Pour la deuxième fois en trois journées, après Chambéry, votre match va être retransmis par beIN Sports…

C’est le fruit de la saison dernière. Nous avons eu des résultats et un beau style de jeu, qui a plu. Après, beIN Sports ou pas, l’important pour nous est de bien aborder ce match. La dernière fois, nous avions pris l’eau pendant cinq ou dix minutes, et cela avait suffi à Dunkerque pour gagner (21-24, le 7 mai 2014).

Vous pouvez compter sur un public de plus en plus fervent. Peut-on parler de «huitième homme»?

On se sent beaucoup plus forts à la maison qu’à l’extérieur. Il y a clairement de plus en plus d’engouement autour de notre équipe. Même dimanche lors du match contre Aix, qui n’était pourtant pas une grosse affiche, le public a poussé derrière nous. Nous aurons bien besoin de ce soutien contre Dunkerque.
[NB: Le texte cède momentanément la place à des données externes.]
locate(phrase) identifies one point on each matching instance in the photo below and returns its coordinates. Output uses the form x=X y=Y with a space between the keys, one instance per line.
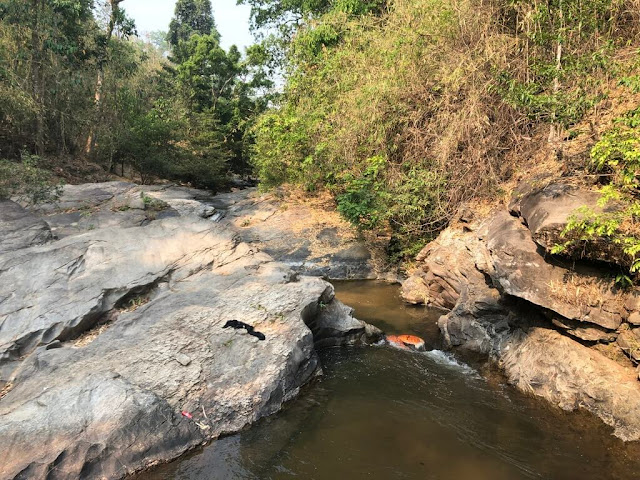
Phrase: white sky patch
x=232 y=20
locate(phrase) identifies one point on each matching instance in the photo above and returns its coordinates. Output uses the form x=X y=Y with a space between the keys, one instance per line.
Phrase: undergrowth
x=405 y=114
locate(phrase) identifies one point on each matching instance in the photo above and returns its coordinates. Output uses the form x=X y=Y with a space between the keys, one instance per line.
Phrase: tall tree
x=191 y=17
x=116 y=18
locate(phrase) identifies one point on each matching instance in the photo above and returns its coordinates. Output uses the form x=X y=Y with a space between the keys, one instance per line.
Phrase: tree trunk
x=36 y=73
x=91 y=139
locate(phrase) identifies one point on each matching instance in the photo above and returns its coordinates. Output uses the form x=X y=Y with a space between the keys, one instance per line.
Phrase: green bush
x=27 y=181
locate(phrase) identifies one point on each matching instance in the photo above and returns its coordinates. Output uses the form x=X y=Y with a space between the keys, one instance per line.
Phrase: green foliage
x=405 y=109
x=27 y=181
x=616 y=154
x=191 y=17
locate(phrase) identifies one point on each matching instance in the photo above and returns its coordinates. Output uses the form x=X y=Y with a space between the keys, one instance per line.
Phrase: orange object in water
x=412 y=341
x=406 y=342
x=396 y=342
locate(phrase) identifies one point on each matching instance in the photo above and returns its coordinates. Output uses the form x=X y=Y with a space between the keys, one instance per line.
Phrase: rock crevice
x=165 y=376
x=560 y=330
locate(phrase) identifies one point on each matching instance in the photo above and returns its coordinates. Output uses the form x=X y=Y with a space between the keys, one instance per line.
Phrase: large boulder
x=544 y=362
x=546 y=209
x=446 y=266
x=119 y=347
x=519 y=269
x=511 y=302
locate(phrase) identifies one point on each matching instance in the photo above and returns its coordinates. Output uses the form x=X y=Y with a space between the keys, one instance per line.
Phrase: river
x=383 y=413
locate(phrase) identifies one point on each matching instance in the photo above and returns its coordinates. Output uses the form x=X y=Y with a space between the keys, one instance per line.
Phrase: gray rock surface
x=519 y=270
x=511 y=302
x=309 y=237
x=546 y=209
x=107 y=336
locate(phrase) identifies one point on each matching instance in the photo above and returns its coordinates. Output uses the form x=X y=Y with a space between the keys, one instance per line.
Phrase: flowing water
x=383 y=413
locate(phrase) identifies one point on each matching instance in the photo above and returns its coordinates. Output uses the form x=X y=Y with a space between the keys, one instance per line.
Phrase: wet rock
x=584 y=332
x=332 y=324
x=20 y=228
x=572 y=376
x=161 y=294
x=634 y=318
x=510 y=303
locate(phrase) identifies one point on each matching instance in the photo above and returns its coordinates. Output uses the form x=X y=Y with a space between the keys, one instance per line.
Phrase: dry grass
x=6 y=389
x=90 y=335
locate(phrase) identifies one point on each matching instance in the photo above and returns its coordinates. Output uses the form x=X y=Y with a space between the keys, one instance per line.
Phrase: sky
x=232 y=20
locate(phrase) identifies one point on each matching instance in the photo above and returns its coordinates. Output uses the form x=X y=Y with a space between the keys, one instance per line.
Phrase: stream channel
x=383 y=413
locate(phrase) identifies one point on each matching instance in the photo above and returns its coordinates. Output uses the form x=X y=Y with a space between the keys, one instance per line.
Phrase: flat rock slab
x=308 y=236
x=113 y=351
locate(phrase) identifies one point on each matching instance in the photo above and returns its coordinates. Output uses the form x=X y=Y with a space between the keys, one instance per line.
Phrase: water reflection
x=381 y=413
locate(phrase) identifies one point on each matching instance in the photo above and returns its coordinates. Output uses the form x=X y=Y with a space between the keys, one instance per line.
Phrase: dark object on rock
x=237 y=324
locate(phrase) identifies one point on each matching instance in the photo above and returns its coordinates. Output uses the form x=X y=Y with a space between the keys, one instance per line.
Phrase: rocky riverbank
x=556 y=325
x=114 y=354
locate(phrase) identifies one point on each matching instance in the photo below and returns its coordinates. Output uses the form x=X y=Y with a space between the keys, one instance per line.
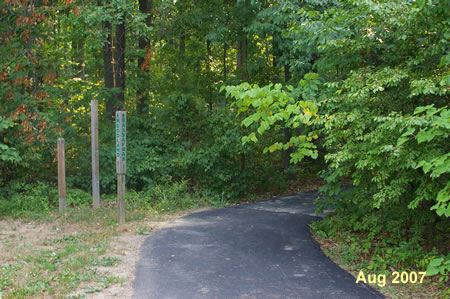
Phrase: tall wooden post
x=61 y=176
x=121 y=162
x=95 y=158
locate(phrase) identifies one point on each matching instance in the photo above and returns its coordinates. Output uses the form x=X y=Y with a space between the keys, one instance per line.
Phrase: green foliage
x=440 y=266
x=272 y=107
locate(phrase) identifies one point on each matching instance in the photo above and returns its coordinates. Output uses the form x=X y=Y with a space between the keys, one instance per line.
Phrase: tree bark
x=287 y=135
x=242 y=54
x=145 y=7
x=108 y=72
x=119 y=66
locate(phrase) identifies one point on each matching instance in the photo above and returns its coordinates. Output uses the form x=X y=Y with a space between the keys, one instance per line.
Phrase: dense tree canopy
x=357 y=88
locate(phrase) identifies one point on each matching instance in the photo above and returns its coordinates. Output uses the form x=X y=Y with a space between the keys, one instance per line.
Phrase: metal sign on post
x=95 y=156
x=61 y=176
x=121 y=161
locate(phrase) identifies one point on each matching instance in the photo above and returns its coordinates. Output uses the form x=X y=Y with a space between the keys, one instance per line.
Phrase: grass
x=57 y=264
x=71 y=255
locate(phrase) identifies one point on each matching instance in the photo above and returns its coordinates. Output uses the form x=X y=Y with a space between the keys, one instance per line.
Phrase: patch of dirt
x=24 y=236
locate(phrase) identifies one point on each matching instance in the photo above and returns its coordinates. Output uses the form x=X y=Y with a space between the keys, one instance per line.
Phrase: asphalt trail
x=259 y=250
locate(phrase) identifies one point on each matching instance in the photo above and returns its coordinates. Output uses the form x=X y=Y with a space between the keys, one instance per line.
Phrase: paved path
x=259 y=250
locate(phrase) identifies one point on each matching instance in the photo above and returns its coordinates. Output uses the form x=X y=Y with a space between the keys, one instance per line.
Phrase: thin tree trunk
x=108 y=71
x=287 y=135
x=242 y=54
x=145 y=7
x=119 y=66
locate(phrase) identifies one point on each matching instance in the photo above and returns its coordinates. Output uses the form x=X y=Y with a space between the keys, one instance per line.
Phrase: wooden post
x=95 y=158
x=121 y=161
x=61 y=176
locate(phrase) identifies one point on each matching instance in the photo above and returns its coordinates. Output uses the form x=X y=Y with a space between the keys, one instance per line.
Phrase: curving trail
x=258 y=250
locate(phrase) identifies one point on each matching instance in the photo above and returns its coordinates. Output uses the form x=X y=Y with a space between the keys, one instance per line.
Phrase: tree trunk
x=242 y=56
x=78 y=58
x=108 y=72
x=145 y=7
x=119 y=66
x=287 y=135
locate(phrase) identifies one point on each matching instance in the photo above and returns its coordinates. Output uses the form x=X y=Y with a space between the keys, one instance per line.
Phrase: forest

L’entrée en Coupe d’Europe se rapproche, puisque vous accueillerez les Allemands de Melsungen le 1er octobre.

Recevoir le champion de France, c’est déjà un match de niveau européen. C’est la meilleure des préparations. Mais pour l’instant, nous sommes focalisés sur le championnat. Nous avons des ambitions, et la défaite à Cesson nous reste encore en travers de la gorge.

L’objectif, c’est de faire au moins aussi bien que la cinquième place de la saison dernière…

Oui. Cela passe par de bons résultats à domicile. Battre Dunkerque, ce serait une très bonne chose.

Dernière question. Votre entraîneur espagnol Toni Garcia a-t-il fait des progrès en français?

(Rires) Petit à petit, ça commence à se mettre en place. Il apprend les termes spécifiques au handball, dont il a besoin tous les jours. Nous savons qu’il a envie de partager et il fait des efforts pour apprendre notre langue.